以前、Newtonsoft.Json を使用して JSON の逆シリアル化に成功しましたが、この単純な例で問題が発生しました。デバッガの表示: ServiceResponse.StatusInfo = null、ServiceResponse.Email = null、ServiceResponse.JobId = 0

// Generated by Xamasoft JSON Class Generator
// http://www.xamasoft.com/json-class-generator

using System;
using System.Collections.Generic;
using Newtonsoft.Json;
using Newtonsoft.Json.Linq;
using Example.fmeResponseJsonTypes;

namespace Example.fmeResponseJsonTypes
{

    public class StatusInfo
    {

        [JsonProperty("mode")]
        public string Mode { get; set; }

        [JsonProperty("status")]
        public string Status { get; set; }
    }

    public class ServiceResponse
    {

        [JsonProperty("statusInfo")]
        public StatusInfo StatusInfo { get; set; }

        [JsonProperty("email")]
        public string Email { get; set; }

       [JsonProperty("jobID")]
        public int JobID { get; set; }
    }

}

namespace Example
{

    public class fmeResponse
    {

        [JsonProperty("serviceResponse")]
        public ServiceResponse ServiceResponse { get; set; }

        public void Deserialize()
        {
           string res = "{\"serviceResponse\": {\"statusInfo\": {\"mode\": \"async\",\"status\": \"success\"},\"email\": \"tor.nielsen@xxx.com\",\"jobID\": 73}}";

           ServiceResponse serviceResponse = null;

           try
           {
               serviceResponse = JsonConvert.DeserializeObject<ServiceResponse>(res);
           }
           catch (Exception e)
           {
               throw new Exception("Error: Deserialization of [" + res + "] failed! \nDetails: " + e.Message + "\nTrace: " + e.StackTrace);
           }

        }

    }

}
4

1 に答える 1

0

これを試してください。
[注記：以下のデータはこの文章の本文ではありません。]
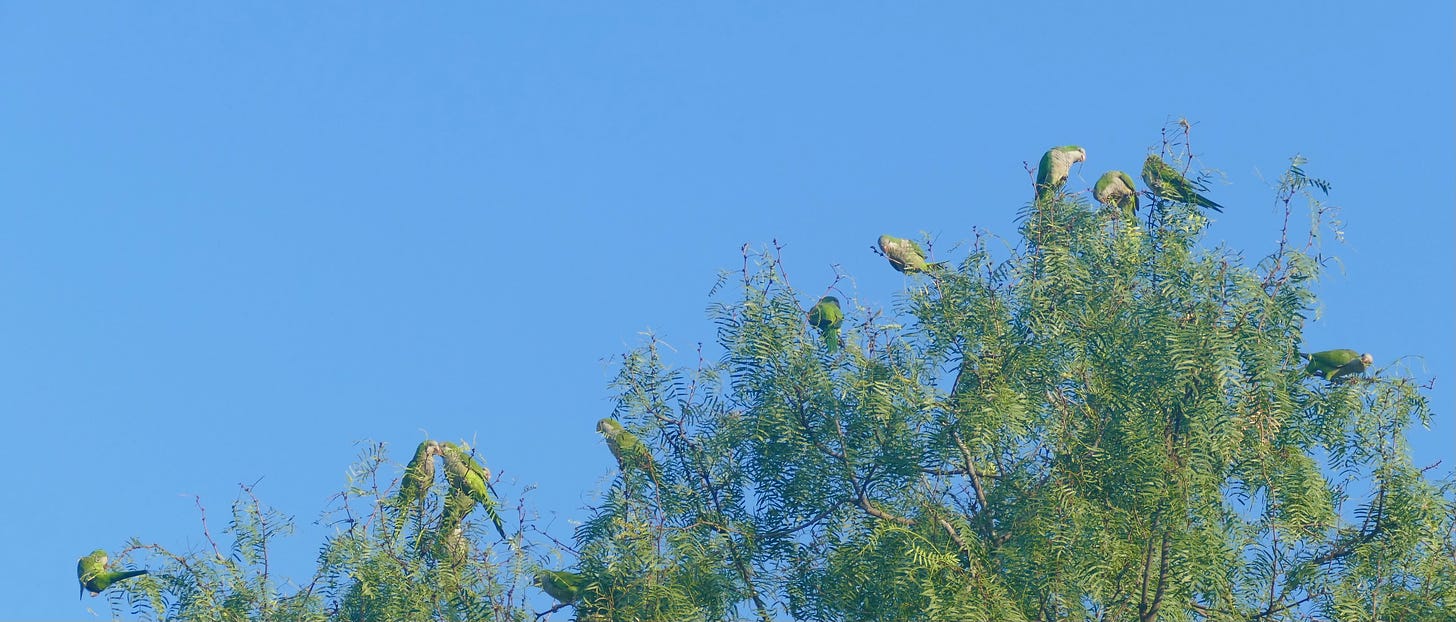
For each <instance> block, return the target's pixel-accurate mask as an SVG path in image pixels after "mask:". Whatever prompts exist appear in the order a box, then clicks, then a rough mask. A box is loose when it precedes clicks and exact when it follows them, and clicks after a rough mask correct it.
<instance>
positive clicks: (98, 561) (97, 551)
mask: <svg viewBox="0 0 1456 622" xmlns="http://www.w3.org/2000/svg"><path fill="white" fill-rule="evenodd" d="M106 562H108V559H106V551H102V549H96V551H92V554H90V555H86V556H83V558H80V559H77V561H76V580H77V581H80V584H82V596H84V594H86V591H90V593H92V596H93V597H95V596H96V594H100V593H102V591H103V590H106V588H108V587H111V586H112V584H114V583H116V581H121V580H124V578H131V577H135V575H138V574H147V571H144V570H130V571H116V572H108V571H106Z"/></svg>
JsonProperty を追加してください。急いで実行しました。

JsonString に必要なクラスがわからない場合は、 json2csharp を試してください。時々本当に役に立ちます。

using System;
using System.Collections.Generic;
using Newtonsoft.Json;
using Newtonsoft.Json.Linq;
using Example.fmeResponseJsonTypes;

namespace Example.fmeResponseJsonTypes
{
public class StatusInfo
{
    public string mode { get; set; }
    public string status { get; set; }
}

public class ServiceResponse
{
    public StatusInfo statusInfo { get; set; }
    public string email { get; set; }
    public int jobID { get; set; }
}

public class RootObject
{
    public ServiceResponse serviceResponse { get; set; }
}

}

namespace Example
{

public class fmeResponse
{

    public RootObject RootObject { get; set; }

    public void Deserialize()
    {
        string res = "{\"serviceResponse\": {\"statusInfo\": {\"mode\": \"async\",\"status\": \"success\"},\"email\": \"tor.nielsen@xxx.com\",\"jobID\": 73}}";

        ServiceResponse serviceResponse = null;
        RootObject rootObject = null;

        try
        {
            rootObject = JsonConvert.DeserializeObject<RootObject>(res);
        }
        catch (Exception e)
        {
            throw new Exception("Error: Deserialization of [" + res + "] failed! \nDetails: " + e.Message + "\nTrace: " + e.StackTrace);
        }
    }
}
于 2013-04-06T12:53:04.557 に答える